Moving ahead, revenue guidance for the next quarter was ahead, while full-year earnings forecast underwhelmed. Overall, the results could have been better and show the company is under pressure from a cost perspective.
The stock market overreacts to news, and big price drops can present good opportunities to buy high-quality stocks. Is now the time to buy Children’s Place? Find out by reading the original article on StockStory.
What is the market telling us:
Children’s Place (NASDAQ:)’s shares are a little volatile and over the last year have had 55 moves greater than 5%. Moves this big are very rare for Children’s Place and that is indicating to us that this news had a significant impact on the market’s perception of the business.
The biggest move we wrote about over the last year was three months ago, when the stock gained 6.6% on the news that the company reported second quarter revenue and non-GAAP earnings per share that beat Wall Street’s expectations. Notably, the topline beat was attributed to ” a strong digital performance fueled by a strong start to Back-to-School, driven by our successful First-to-Market Back-to-School digital marketing strategies, and our on-trend product assortments.”
Similarly, revenue guidance for the next quarter and the full year exceeded Consensus. Regarding the near term growth outlook, management provided some encouraging updates showing the current quarter is off to a good start and adding that “With respect to monthly sales cadence, May was our weakest month, June improved significantly with the kickoff of our Back-to-School strategy and July was our strongest month of the quarter.”
On the other hand, revenue and same store sales declined in absolute terms due to a slowdown in consumer demand and store closures in line with the company’s store optimization initiative. Gross margin also deteriorated.

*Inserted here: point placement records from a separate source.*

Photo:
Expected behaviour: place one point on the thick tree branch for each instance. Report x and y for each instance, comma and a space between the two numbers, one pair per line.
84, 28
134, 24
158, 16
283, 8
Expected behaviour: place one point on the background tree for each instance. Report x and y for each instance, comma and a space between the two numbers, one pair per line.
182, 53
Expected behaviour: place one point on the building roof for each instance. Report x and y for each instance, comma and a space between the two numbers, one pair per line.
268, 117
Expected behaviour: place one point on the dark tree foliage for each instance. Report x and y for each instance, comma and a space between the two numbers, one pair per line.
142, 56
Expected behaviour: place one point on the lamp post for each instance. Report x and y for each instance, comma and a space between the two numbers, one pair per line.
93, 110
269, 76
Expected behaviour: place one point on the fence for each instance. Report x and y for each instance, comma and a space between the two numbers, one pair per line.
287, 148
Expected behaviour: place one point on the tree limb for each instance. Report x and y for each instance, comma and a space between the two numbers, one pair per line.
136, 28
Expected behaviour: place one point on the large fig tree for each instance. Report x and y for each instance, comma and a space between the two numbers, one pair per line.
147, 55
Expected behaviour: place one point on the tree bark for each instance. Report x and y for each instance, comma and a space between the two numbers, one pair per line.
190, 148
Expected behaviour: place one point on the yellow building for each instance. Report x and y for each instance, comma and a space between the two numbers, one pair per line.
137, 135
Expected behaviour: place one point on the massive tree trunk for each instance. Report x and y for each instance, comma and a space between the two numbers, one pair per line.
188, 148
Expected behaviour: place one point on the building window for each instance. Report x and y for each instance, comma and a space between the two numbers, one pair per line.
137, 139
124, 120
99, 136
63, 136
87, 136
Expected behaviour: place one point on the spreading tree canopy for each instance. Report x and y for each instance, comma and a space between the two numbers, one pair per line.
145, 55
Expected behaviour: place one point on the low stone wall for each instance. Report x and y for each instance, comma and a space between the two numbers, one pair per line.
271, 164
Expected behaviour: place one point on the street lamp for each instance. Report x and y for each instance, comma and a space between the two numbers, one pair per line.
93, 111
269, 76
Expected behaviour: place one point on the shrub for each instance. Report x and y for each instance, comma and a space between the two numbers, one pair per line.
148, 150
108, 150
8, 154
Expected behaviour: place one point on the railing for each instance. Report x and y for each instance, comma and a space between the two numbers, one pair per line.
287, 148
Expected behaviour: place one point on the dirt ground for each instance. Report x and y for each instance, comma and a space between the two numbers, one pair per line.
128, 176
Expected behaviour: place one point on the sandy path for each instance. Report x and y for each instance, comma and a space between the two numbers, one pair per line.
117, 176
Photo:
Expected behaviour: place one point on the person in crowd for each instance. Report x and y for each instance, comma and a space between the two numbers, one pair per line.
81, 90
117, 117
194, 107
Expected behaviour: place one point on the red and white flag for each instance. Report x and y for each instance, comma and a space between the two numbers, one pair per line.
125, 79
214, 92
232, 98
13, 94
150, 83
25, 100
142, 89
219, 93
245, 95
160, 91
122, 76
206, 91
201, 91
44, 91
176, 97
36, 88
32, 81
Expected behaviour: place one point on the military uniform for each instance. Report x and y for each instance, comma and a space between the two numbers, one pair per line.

Overall, it wasn’t a perfect quarter but one that is giving some more bullish signals about the health of the business. The guidance, in particular, will likely have Wall Street analysts adjusting their projections upwards. As a reminder, stocks follow the direction of estimates and projections, so it’s no surprise that the stock is up today.
Children’s Place is down 41% since the beginning of the year, and at $21.15 per share it is trading 55% below its 52-week high of $47.05 from February 2023. Investors who bought $1,000 worth of Children’s Place’s shares 5 years ago would now be looking at an investment worth $161.01.